All three index components of the 55+ single-family HMI posted increases from the previous quarter: Present sales increased 14 points to a new high of 79, while expected sales for the next six months jumped 10 points to 73 and traffic of prospective buyers increased by seven points to 51.
The 55+ multifamily condo HMI posted a gain of three points to 54. The index component for present sales increased four points to 59, expected sales for the next six months rose five points to 60 and traffic of prospective buyers remained even at 40.
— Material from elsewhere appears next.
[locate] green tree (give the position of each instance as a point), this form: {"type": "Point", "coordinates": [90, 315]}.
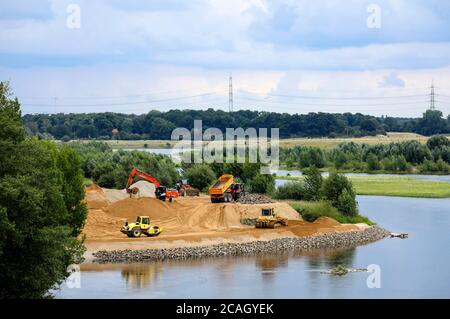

However, only two of the four components of the 55+ multifamily rental market went up from the third quarter: present production increased three points to 62 and expected future production rose four points to 61. Downward motion was recorded with the components tracking present demand for existing units (a four point drop to 71) and future expected demand (a nine point plunge to 67).
“The strong performance of the 55+ HMI at the end of 2017 is consistent with recent increases in broader measures of the housing market, including the NAHB/Wells Fargo HMI,” said NAHB Chief Economist Robert Dietz. “We expect continued growth in the market for new 55+ housing in 2018 due to favorable demographics, rising homeowner wealth and the current tight supply of existing homes on the market.”